Updated on 17 June 2016 | 2 Comments

New research reveals what over 50s do with their cash once they've paid off their mortgage.

So, you’ve finally paid off your mortgage. Do you splurge on a holiday or put it into your pension?

For most of us, mortgage payments or rent take up a huge chunk of our monthly income, but many over 50s have paid off their mortgage which leaves them with plenty of extra cash each month.

What do they do with it?

New research has found that we’re splashing that money around: spending on holidays, home improvements and gifts for the children top of our priorities rather than setting aside extra money for our retirement.

Over 50s who own their home outright reported that not having to make mortgage repayments left them £322 better off each month.
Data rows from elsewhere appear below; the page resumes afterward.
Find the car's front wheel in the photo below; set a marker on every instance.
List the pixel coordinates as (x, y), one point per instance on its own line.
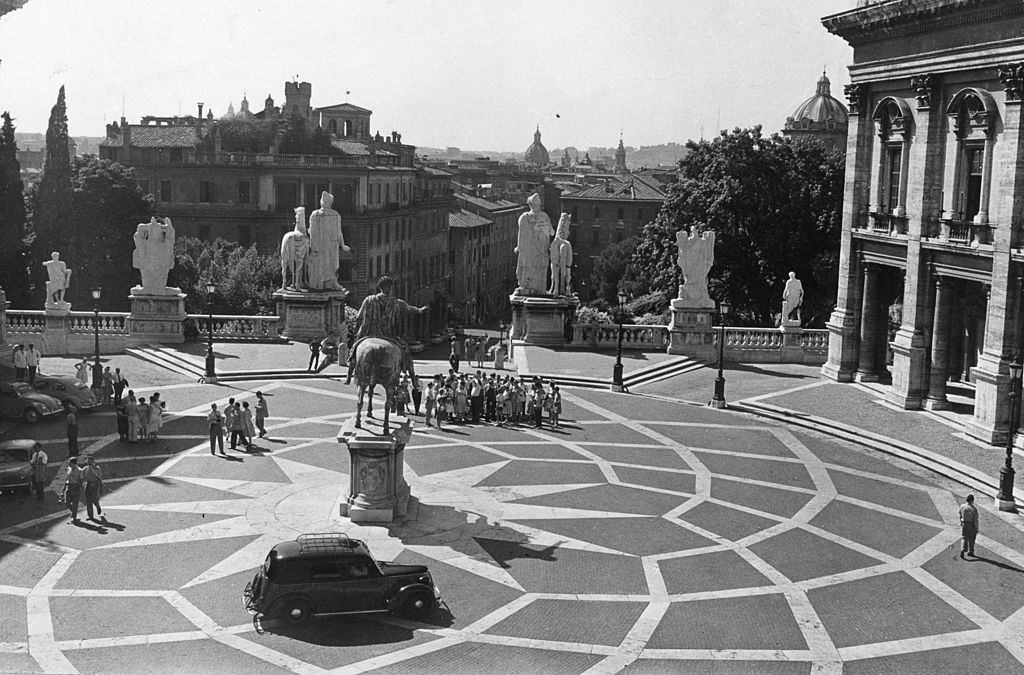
(417, 604)
(296, 612)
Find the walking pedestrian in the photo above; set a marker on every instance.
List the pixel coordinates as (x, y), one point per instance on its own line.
(38, 463)
(969, 525)
(248, 430)
(92, 479)
(262, 412)
(73, 488)
(131, 408)
(71, 424)
(20, 364)
(32, 359)
(120, 382)
(216, 421)
(313, 355)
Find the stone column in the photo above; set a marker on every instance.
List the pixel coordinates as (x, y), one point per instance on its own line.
(940, 344)
(921, 185)
(866, 364)
(991, 377)
(843, 338)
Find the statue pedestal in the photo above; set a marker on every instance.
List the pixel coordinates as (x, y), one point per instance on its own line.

The research by Saga Investment Services found that half of people put some of that extra cash into a savings account, while 45% paid for home improvements, 40% spent the money on holidays and 27% bought a new car.

“Repaying a mortgage is one of life’s biggest financial achievements, and it’s understandable that people want to enjoy the income boost that they’re finally getting after decades of repayments,” says Nici Audhlam-Gardiner, managing director of Saga Investment Services. “But this often comes when there’s limited time to build up as big a nest-egg as possible for retirement.”

Using that money to boost your pension could make a huge difference to when you retire and how large your retirement income is.

Pensions are a low priority

Only 23% of people put the extra money they had each month after paying off their mortgage into their pension. Even those that do only set aside 40% of the additional money for retirement.

Of those surveyed the average retirement age was 62, with the mortgage paid off at 55. That means a seven-year period of increased pension saving. If you put all the extra cash into your pension you could save an extra £40,000 thanks to the generous tax relief on pension contributions.

“In our survey, a third of people said they were able to retire earlier than planned because they’d made the effort to put their extra income into their pension, while 44% said they have ended up with a higher retirement income than they originally expected,” says Audhlam-Gardiner.

“Making the most of your finances in the run up to retirement is vital to ensure you have a comfortable life once work is over.”